Even celibates can rejoice in knowing that a plant-based diet provides a way to protect the safety and integrity of others and of society. It withdraws our support for commercial fishing, which is one of the most dangerous occupations in the United States. It withdraws our support of slaughterhouses, which cause such psychological harm to workers that they have unusually high rates of domestic abuse and suicide.
True Happiness
Eating plants can also help us follow the mindfulness training on true happiness. It’s a way to demonstrate our compassion for those suffering from unjust and exploitative farming practices. This includes the neighbors of factory farms and as well as the beings who live and work in them. For example, the legislature in my home state of North Carolina recently passed a bill that limits the rights of people living near hog farms to sue after their homes and property are contaminated by waste sprayed from ponds of hog excrement. During our frequent floods, these ponds are washed across the countryside and into rivers, where the excrement makes swimming dangerous and kills fish.

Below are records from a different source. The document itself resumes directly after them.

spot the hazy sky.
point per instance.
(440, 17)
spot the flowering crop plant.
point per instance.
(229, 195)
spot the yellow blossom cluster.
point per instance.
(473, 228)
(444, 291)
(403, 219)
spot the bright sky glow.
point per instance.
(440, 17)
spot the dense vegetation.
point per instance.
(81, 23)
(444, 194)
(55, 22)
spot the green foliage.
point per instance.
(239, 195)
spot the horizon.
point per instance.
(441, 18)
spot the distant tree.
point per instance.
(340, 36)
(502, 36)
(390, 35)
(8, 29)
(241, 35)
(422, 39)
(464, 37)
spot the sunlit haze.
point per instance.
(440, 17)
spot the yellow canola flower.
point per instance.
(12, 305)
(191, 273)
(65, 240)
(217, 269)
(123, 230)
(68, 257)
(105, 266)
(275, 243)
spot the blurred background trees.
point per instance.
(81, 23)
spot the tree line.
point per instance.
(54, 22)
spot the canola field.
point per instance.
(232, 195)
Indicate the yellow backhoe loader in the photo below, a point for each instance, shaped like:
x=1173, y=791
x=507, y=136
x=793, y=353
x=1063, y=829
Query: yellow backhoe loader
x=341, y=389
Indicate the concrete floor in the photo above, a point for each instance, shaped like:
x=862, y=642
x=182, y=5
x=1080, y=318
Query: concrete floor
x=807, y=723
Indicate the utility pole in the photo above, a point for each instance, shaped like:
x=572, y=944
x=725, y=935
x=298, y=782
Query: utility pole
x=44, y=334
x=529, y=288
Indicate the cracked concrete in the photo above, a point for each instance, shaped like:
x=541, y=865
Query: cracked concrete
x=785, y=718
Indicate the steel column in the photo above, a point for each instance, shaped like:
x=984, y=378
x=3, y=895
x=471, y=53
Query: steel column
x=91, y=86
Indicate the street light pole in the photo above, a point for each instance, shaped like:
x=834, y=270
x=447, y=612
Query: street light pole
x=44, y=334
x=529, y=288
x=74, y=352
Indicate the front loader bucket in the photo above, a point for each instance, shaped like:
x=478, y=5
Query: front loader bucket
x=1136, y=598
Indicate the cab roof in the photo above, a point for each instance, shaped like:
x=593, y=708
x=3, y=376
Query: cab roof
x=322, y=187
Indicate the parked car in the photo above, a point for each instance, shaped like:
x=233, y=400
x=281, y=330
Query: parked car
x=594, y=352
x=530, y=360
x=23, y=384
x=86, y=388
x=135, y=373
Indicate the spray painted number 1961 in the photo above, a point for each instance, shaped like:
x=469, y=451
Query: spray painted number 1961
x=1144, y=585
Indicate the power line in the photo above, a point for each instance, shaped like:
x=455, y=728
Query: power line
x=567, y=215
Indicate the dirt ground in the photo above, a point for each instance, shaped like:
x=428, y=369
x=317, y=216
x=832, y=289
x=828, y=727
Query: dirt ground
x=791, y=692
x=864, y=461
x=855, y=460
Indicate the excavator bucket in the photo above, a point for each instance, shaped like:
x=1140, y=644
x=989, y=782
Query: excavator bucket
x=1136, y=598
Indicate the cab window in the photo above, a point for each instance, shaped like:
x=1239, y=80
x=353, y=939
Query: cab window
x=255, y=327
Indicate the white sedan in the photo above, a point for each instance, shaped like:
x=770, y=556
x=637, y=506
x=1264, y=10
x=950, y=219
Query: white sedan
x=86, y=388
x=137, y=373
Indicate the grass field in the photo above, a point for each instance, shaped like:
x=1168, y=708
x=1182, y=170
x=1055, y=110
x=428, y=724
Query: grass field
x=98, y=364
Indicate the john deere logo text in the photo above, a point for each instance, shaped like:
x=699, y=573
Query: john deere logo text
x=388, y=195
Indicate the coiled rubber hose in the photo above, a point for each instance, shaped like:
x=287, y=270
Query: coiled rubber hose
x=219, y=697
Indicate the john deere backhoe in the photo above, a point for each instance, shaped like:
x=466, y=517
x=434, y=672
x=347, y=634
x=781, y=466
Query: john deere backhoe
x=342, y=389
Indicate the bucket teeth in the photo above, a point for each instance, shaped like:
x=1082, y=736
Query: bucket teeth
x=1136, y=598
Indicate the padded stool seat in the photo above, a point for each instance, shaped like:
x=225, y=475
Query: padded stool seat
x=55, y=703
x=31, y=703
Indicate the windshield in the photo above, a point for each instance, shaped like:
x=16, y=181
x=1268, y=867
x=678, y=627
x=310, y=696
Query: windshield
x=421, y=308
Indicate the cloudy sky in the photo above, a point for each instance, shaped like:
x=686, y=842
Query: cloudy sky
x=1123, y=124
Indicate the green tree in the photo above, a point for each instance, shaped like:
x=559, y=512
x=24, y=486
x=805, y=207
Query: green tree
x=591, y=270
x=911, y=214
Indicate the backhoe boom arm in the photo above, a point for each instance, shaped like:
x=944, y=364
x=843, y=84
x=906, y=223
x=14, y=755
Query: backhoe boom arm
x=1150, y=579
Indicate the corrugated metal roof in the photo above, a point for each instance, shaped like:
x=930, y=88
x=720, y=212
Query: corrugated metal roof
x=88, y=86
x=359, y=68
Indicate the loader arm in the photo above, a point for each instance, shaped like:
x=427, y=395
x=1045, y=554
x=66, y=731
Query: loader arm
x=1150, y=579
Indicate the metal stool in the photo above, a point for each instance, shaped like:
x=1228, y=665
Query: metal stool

Loving Speech and Deep Listening
It can be hard to practice loving speech and deep listening with beings who can’t use our language, yet we know from being with our pets that we can communicate without words. Just google for “animals factory farms” to find videos and pictures that will awaken your compassion. Those who feed us animals often portray them as willing or unfeeling. Barbecue joints entice us with happy “eat me” pigs and chickens on their signs. Even vegetarian writers gloss over the misery inherent in milk and egg production. When I became vegetarian at the age of sixteen, I bought The Vegetarian Epicure and read over and over. In it, author Anna Thomas writes:
All the proteins, vitamins, and minerals that we require in order to live and to be healthy are easily available in the endless variety of plant life, and in those gifts the animals give us painlessly, such as milk and eggs.
She’s right about the nutrition, but wrong about the pain. One of my friends told me about visiting her grandparents’ dairy farm when she was a little girl. She heard mother cows bellow for three days after their calves were taken from them shortly after birth.
Hardest of all to overcome may be our own internal conflicts: I love animals but I eat them. Only after I’d stopped eating all animal products for several months could I bear to look at suffering caused by animal agriculture. That’s when I fully felt that milk and eggs were not “gifts” given to us by animals anymore than chicks, piglets, or calves are gifts.
The true gift is how we can practice all five mindfulness trainings by eating a delectable and healthy diet full of fruit, vegetables, whole grains, nuts, and seeds. No matter what your current motivation, eating a plant-powered diet shows compassion for yourself, the animals, the workers, their families and neighbors, and the planet.